Jules
Jules

Reputation: 7766

Object leaked: allocated object is not referenced later in this execution path and has a retain count of +1

I'm getting a memory leak when I`m trying to reset a table view, I thought I could just put release before, but this doesn't help.

What do I need to do here ?

-(void) resetTable{

    recordOffset = 10;
    rOFactor = 0;
    booShowMoreCell = false; 
    self.transactionsArray = [[NSMutableArray alloc] init]; // leak here
}

Upvotes: 0

Views: 3266

Answers (3)

Jonathan.
Jonathan.

Reputation: 55594

Assuming that transactionsArray is a retained property, the problem you are having is that the NSMutableArray is being retained twice.

When you set a retained property it releases the old value, and retains the new (incoming) value.
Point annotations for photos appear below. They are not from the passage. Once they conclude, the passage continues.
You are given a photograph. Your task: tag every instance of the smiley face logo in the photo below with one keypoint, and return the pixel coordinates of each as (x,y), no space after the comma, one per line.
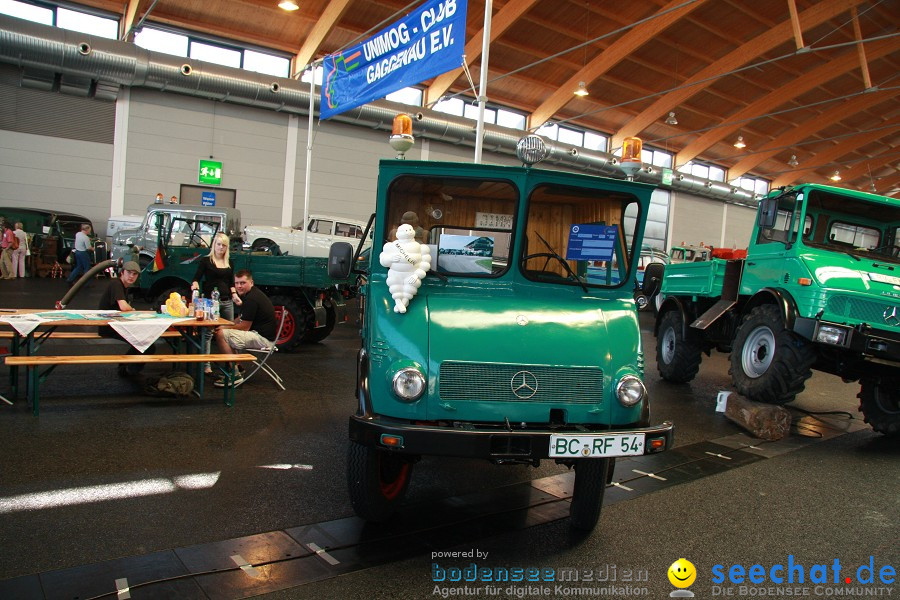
(682,573)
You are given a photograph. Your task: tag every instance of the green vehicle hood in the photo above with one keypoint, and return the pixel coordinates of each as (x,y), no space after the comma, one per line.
(872,276)
(574,348)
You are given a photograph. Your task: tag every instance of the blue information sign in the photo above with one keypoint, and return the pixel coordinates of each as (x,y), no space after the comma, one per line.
(423,44)
(591,242)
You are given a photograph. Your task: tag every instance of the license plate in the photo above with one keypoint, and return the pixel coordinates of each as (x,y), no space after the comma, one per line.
(596,446)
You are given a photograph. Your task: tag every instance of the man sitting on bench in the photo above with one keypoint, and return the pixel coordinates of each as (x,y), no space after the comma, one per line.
(254,329)
(116,298)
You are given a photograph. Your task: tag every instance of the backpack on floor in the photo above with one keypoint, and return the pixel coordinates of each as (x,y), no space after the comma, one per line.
(175,384)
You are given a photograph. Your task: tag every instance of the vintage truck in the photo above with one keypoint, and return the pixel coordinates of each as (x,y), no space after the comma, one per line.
(819,289)
(314,302)
(507,352)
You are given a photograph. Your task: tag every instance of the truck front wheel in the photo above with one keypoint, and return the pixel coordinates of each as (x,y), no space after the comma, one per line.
(377,481)
(587,497)
(769,363)
(294,322)
(879,403)
(677,356)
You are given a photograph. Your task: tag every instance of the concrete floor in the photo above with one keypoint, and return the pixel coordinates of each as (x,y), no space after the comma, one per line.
(133,475)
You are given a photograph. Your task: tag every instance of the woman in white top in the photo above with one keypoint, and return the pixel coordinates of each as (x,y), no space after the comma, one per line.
(19,253)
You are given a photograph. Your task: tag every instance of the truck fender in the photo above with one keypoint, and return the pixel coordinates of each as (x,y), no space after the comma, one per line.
(362,383)
(776,296)
(671,303)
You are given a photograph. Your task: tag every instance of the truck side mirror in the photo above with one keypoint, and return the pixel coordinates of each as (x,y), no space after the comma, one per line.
(340,260)
(768,212)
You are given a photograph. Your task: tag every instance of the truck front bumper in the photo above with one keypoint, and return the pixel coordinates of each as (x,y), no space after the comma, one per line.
(486,440)
(861,340)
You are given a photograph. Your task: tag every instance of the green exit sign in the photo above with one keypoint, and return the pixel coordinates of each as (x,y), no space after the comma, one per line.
(210,172)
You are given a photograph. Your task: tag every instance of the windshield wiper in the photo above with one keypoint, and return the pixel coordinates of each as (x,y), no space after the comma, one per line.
(563,262)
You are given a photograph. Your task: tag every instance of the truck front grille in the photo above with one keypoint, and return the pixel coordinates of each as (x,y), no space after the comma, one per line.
(867,311)
(486,382)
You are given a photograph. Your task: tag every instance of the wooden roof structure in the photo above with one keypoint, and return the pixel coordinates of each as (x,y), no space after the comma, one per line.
(817,80)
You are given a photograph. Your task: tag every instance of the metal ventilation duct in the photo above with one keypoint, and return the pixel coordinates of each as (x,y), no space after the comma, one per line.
(80,64)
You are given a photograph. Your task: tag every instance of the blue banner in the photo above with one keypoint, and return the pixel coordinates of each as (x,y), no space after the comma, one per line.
(425,43)
(591,242)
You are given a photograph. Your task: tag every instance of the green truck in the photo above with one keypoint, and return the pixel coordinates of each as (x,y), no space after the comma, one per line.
(299,285)
(506,351)
(819,289)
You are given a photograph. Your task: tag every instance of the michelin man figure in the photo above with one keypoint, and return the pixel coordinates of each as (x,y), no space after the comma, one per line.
(408,261)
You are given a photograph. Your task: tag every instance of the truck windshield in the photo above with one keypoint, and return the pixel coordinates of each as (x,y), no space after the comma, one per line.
(578,236)
(468,223)
(862,229)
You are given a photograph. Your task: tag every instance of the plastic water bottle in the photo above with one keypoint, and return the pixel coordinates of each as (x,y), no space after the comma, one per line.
(215,303)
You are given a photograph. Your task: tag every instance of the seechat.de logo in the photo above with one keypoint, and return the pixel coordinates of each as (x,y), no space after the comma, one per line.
(682,574)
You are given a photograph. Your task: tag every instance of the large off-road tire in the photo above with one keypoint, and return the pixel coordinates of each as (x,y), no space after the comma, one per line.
(677,356)
(317,334)
(769,363)
(377,481)
(879,402)
(294,323)
(587,497)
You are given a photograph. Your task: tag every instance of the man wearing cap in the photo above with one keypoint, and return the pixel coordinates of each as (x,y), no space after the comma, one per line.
(116,298)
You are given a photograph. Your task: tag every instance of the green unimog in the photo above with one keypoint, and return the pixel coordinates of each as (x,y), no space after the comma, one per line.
(819,289)
(507,351)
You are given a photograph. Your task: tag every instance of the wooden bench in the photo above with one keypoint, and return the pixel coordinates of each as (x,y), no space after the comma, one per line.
(80,335)
(33,363)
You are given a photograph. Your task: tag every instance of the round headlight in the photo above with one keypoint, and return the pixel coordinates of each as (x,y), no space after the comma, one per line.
(630,390)
(409,384)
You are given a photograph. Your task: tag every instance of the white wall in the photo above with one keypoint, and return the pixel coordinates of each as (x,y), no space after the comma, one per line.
(59,174)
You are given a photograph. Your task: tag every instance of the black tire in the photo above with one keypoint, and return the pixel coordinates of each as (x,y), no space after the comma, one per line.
(377,481)
(769,363)
(879,402)
(294,323)
(677,357)
(317,334)
(587,497)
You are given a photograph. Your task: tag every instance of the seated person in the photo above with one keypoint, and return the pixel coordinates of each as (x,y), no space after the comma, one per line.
(116,298)
(254,329)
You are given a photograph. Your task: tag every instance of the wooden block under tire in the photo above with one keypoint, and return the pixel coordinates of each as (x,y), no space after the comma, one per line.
(765,421)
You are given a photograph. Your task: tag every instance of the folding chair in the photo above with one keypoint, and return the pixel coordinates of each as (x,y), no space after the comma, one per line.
(262,356)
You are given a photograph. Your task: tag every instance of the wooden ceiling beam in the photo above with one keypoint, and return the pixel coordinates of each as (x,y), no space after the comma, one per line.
(801,131)
(613,55)
(813,16)
(832,154)
(500,22)
(323,26)
(812,79)
(127,22)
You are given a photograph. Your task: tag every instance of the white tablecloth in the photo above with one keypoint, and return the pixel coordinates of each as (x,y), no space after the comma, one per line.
(138,329)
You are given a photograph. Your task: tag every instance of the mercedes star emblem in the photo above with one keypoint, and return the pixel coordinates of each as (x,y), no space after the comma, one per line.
(524,384)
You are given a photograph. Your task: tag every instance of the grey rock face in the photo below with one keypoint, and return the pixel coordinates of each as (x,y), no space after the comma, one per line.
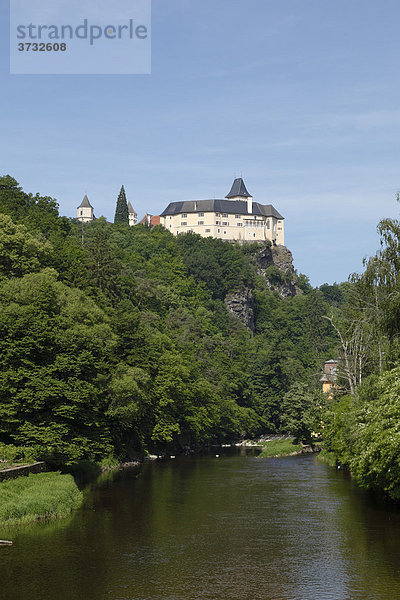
(240,304)
(281,258)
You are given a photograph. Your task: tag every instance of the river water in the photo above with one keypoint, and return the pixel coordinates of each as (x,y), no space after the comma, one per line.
(229,528)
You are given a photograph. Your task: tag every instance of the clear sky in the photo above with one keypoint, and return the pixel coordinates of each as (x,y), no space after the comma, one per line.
(301,97)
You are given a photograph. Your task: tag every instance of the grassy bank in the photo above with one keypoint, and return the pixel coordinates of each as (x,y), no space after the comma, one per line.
(276,448)
(41,496)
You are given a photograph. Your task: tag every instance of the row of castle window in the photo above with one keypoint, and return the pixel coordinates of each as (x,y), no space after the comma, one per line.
(224,216)
(226,224)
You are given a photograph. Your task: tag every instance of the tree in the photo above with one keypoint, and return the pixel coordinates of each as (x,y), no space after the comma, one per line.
(121,211)
(299,413)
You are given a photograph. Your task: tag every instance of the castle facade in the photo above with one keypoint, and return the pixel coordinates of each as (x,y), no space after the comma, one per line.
(236,217)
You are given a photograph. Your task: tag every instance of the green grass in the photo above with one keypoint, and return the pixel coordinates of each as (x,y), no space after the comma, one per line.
(327,457)
(279,448)
(41,496)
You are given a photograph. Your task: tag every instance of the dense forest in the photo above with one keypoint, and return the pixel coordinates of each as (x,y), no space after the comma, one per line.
(362,423)
(116,340)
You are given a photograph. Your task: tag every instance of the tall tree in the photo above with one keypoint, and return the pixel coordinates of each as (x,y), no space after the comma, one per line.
(121,211)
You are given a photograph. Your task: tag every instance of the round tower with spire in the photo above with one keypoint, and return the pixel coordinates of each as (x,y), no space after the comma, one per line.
(239,192)
(85,211)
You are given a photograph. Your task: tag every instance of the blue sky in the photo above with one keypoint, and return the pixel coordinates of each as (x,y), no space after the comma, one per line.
(301,97)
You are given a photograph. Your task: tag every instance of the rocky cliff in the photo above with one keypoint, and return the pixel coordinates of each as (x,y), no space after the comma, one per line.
(241,305)
(275,263)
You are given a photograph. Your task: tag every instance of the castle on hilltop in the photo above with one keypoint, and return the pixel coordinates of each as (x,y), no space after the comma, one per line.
(235,218)
(86,212)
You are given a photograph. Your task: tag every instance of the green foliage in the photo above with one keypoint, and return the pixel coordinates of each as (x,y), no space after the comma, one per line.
(53,345)
(119,342)
(121,211)
(20,251)
(301,414)
(41,496)
(275,448)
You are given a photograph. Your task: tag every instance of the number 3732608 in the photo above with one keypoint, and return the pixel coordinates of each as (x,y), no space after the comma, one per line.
(42,47)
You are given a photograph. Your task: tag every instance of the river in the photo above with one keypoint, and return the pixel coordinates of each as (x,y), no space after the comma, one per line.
(229,528)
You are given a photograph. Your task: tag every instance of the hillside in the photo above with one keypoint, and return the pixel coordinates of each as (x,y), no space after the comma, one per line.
(116,339)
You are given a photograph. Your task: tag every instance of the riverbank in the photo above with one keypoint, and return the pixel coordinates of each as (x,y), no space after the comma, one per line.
(37,497)
(277,448)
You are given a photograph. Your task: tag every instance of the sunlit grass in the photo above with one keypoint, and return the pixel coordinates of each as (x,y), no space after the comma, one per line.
(41,496)
(279,448)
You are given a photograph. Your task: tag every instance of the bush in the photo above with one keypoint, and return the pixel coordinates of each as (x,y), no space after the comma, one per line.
(41,496)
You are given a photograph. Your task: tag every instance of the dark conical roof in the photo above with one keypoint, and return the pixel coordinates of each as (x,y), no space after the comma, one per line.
(238,189)
(85,203)
(131,209)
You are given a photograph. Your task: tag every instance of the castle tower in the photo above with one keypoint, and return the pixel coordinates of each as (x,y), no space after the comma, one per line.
(239,192)
(85,211)
(132,215)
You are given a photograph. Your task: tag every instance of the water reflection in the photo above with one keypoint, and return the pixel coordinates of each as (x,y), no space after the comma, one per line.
(207,528)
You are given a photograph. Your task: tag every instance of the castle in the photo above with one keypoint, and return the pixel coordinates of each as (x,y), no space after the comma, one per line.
(236,217)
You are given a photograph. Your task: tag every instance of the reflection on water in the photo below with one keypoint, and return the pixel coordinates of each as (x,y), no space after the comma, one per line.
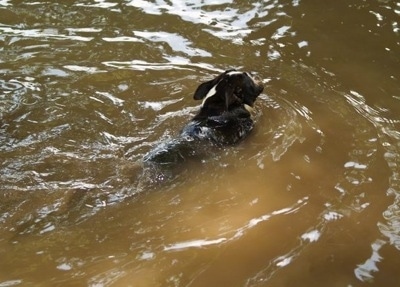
(311,198)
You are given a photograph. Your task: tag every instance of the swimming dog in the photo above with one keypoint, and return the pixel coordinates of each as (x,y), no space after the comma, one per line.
(224,119)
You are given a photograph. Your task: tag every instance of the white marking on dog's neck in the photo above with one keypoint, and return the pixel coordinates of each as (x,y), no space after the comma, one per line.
(210,93)
(248,108)
(234,73)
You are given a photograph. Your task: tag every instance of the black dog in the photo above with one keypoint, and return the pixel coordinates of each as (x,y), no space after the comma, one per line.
(224,119)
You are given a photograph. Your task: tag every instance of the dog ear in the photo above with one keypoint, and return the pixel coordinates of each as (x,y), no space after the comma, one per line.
(203,90)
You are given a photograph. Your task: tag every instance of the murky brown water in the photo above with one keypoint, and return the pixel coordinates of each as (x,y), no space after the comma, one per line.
(311,198)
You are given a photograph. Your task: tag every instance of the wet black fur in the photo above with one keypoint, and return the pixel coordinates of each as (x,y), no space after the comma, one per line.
(222,120)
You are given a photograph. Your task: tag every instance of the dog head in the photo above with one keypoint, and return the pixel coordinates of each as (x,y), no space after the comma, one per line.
(230,90)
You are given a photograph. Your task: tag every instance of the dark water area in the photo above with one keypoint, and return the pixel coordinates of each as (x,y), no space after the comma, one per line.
(310,198)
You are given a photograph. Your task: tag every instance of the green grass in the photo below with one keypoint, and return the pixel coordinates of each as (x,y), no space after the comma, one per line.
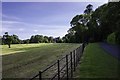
(25,60)
(96,63)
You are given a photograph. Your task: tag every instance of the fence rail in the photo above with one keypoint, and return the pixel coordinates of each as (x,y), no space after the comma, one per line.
(62,68)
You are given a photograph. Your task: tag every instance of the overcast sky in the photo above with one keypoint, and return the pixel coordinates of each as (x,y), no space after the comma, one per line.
(44,18)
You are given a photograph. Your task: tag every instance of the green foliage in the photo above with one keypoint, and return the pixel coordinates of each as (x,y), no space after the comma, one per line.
(97,64)
(111,38)
(23,61)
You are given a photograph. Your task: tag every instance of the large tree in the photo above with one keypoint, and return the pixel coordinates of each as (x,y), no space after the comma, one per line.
(7,39)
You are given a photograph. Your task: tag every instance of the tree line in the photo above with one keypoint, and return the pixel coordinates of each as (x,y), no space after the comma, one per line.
(103,24)
(14,39)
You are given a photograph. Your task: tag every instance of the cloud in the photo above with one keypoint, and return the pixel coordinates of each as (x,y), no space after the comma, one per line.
(35,30)
(4,16)
(25,30)
(54,0)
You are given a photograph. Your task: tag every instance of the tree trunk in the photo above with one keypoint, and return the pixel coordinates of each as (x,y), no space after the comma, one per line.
(9,45)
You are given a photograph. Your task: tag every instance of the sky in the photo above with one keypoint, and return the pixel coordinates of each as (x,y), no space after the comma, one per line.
(43,18)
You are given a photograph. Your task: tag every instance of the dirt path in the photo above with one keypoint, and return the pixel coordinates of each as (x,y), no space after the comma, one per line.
(114,50)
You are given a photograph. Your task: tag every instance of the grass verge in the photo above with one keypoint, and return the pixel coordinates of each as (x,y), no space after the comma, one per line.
(96,63)
(25,60)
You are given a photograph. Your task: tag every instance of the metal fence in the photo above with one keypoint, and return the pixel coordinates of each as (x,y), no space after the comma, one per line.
(63,68)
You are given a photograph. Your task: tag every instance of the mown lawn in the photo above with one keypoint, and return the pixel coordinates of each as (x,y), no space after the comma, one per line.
(25,60)
(96,63)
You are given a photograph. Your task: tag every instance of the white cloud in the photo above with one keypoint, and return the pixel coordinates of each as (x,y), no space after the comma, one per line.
(10,17)
(21,29)
(35,30)
(54,0)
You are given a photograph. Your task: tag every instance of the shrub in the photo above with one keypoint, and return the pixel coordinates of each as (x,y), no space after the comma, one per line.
(111,38)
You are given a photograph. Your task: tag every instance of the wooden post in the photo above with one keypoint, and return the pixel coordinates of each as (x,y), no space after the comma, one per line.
(71,65)
(58,70)
(67,66)
(40,75)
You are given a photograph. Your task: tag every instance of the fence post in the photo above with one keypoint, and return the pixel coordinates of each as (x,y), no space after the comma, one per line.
(58,70)
(71,65)
(40,75)
(74,59)
(67,66)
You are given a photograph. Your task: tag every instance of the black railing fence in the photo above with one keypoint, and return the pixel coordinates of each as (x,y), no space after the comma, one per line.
(63,68)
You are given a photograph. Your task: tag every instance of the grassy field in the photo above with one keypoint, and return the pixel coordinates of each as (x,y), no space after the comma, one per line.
(25,60)
(96,63)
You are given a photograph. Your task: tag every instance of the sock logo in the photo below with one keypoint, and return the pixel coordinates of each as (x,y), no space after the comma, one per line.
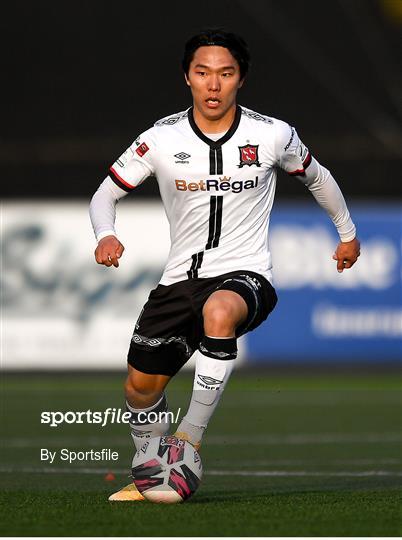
(220,354)
(209,381)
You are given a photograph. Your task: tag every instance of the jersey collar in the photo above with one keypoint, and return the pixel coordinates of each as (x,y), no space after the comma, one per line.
(214,144)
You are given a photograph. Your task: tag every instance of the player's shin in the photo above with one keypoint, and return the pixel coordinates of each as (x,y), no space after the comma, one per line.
(214,363)
(153,421)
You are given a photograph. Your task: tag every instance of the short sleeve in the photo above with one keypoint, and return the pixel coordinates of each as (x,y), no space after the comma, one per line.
(292,155)
(136,163)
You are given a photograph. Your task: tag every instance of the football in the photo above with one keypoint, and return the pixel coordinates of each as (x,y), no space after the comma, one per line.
(167,470)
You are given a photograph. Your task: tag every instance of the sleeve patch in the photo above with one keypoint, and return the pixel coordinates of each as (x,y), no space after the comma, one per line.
(142,149)
(119,181)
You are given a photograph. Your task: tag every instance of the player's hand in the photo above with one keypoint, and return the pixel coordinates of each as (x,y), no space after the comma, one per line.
(109,251)
(346,254)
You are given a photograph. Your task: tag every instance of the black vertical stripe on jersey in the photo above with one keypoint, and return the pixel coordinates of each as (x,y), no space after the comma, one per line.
(215,160)
(212,161)
(215,221)
(196,264)
(219,160)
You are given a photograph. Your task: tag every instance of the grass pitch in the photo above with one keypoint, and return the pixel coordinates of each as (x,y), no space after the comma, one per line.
(284,456)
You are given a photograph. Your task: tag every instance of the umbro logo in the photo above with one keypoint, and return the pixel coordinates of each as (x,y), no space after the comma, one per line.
(182,157)
(210,381)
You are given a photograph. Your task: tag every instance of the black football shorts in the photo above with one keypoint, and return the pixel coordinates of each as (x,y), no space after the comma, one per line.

The alloc method also retains the object.

So

//   \/--- retain count = 2               \/-- retain count = 1
self.transactionsArray = [[NSMutableArray alloc] init];

The shortest way to resolve this is autorelease the NSMutableArray:

self.transactionsArray = [[[NSMutableArray alloc] init] autorelease];

There's a convenience method way for the above line:

self.transactionsArray = [NSMutableArray array];

Upvotes: 6

Paul
Paul

Reputation: 1303

On the first sight I would say that you just overwrite the pointer with a reference to a new object and forgetting the old reference which points to an object that was not released yet. As long as you do not use ARC you should use

[self.transactionsArray release]; // Be sure it was alloced before
self.transactionsArray = [[NSMutableArray alloc] init];

Upvotes: 0

Emil
Emil

Reputation: 7256

As I can't see a [tableView release]-call in this code, that's what's missing - you aren't releasing the tableView before allocating a new one on top of it. That means you're adding a retain count, without removing one first. Adding the release will fix the leak.